– En efecto -dijo Carlson.
– Y sin embargo, aquí están ustedes, amables y tranquilitos, y a la carga con las preguntas.
– Ha sido él quien ha hablado con nosotros.
– Sí, claro -Hester Crimstein abrió la cartera con un chasquido, sacó bolígrafo y papel y los arrojó sobre la mesa-. Escriban sus nombres.
– ¿Cómo?
– Sus nombres, amigos. Saben escribirlos, ¿verdad?

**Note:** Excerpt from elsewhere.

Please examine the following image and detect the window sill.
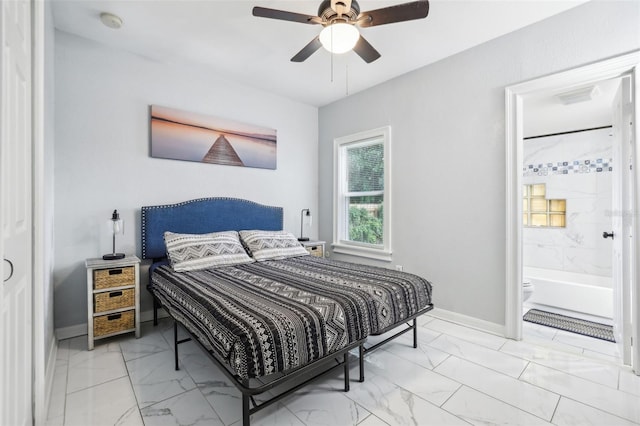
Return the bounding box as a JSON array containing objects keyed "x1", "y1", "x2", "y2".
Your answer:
[{"x1": 331, "y1": 243, "x2": 391, "y2": 262}]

Aunque era una pregunta retórica, Crimstein se quedó en actitud de esperar respuesta.
– Sí -dijo Carlson.
– ¡Faltaba más! -añadió Stone.
– Pues bien, escríbanlos. Cuando explique por televisión cómo han pisoteado los derechos constitucionales de mi cliente, quiero asegurarme de dar los nombres correctos. Con letras mayúsculas, por favor.
Finalmente, me miró a mí.
– ¡Vamos! -dijo.
– Un momento -intervino Carlson-. Nos gustaría hacer unas preguntas a su cliente.
– No.
– ¿No? ¿Así de claro?
– Exactamente, así de claro. No hablarán con él. Ni él hablará con ustedes. Nunca. ¿Lo han entendido los dos?
– Sí -dijo Carlson.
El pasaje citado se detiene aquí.